Heart Bioreactor (HBR) Design and Fabrication

HBR designs were created using SolidWorks (DS SolidWorks Corporation, Waltham MA). HBR components were fabricated by rapid manufacturing providers (Proto labs, Maple Plain, MN) and by the staff of the John A. Paulson School of Engineering and Applied Sciences (SEAS) Scientific Instrument Shop at Harvard University. The HBR body consisted of three separated polycarbonate pieces that were assembled using stainless steel screws and silicone gaskets (Fig. 4A, Supplementary Figs. 6,7). To increase optical transparency of HBR polycarbonate components, we performed post-fabrication vapor-polishing in our laboratory by methylene chloride vapor exposure in a chemical fume hood.

Echocardiography

We acquired echocardiographic images and videos of ventricle contraction using a Vevo 2100 system (VisualSonics, Toronto, Canada) at the Boston Children’s Hospital Small Animal Imaging Laboratory (BCH-SAIL). We used a 21 MHz probe (~60 μm resolution, ~1.4 cm imaging depth) coupled to the HBR window through an index-matching gel.

Statistical analysis

For analysis of tissue OOP and beat rate response to isoproterenol, one-way ANOVA between the compositional groups were conducted using SigmaPlot (v13.0, Systat Software Inc.).

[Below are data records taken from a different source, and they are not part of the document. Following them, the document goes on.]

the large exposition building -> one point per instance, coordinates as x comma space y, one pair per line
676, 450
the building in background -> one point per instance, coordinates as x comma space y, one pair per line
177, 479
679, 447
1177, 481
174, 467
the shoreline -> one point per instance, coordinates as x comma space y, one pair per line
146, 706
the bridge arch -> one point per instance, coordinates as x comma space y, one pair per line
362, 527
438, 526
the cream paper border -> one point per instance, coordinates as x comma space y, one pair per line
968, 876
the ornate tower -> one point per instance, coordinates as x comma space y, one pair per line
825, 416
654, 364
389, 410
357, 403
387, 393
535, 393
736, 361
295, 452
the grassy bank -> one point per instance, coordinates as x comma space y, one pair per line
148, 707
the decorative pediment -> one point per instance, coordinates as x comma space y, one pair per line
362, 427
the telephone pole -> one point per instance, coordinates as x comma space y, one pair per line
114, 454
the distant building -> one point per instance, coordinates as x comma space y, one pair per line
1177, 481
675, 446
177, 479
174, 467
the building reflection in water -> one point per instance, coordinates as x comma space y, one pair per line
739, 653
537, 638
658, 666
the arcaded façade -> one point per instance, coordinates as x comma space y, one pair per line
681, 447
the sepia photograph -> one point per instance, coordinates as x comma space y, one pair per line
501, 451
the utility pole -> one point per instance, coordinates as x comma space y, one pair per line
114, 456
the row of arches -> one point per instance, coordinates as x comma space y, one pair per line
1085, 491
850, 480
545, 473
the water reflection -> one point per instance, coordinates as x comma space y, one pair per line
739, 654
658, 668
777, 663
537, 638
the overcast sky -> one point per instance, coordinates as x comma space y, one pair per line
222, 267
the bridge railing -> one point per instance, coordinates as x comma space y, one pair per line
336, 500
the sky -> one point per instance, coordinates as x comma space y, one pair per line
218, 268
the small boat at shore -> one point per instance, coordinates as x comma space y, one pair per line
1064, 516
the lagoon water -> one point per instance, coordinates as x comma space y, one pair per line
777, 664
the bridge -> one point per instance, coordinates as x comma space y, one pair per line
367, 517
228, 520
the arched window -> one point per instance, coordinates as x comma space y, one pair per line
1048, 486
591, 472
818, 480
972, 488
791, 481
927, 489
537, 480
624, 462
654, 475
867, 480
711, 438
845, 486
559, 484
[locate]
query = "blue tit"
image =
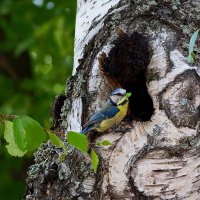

For pairwise comparison, the Tukey test was applied. For all statistical analyses, p-values less than 0.05 were considered statistically significant.

Code availability

The custom MATLAB-based optical mapping analysis package is available at https://code.google.com/archive/p/rhythmanalysis-software. Custom Matlab scripts used for data smoothing, Fourier transformation and plotting are available upon request.

Data availability

All data generated and analysed during this study are included in the paper and its Supplementary Information.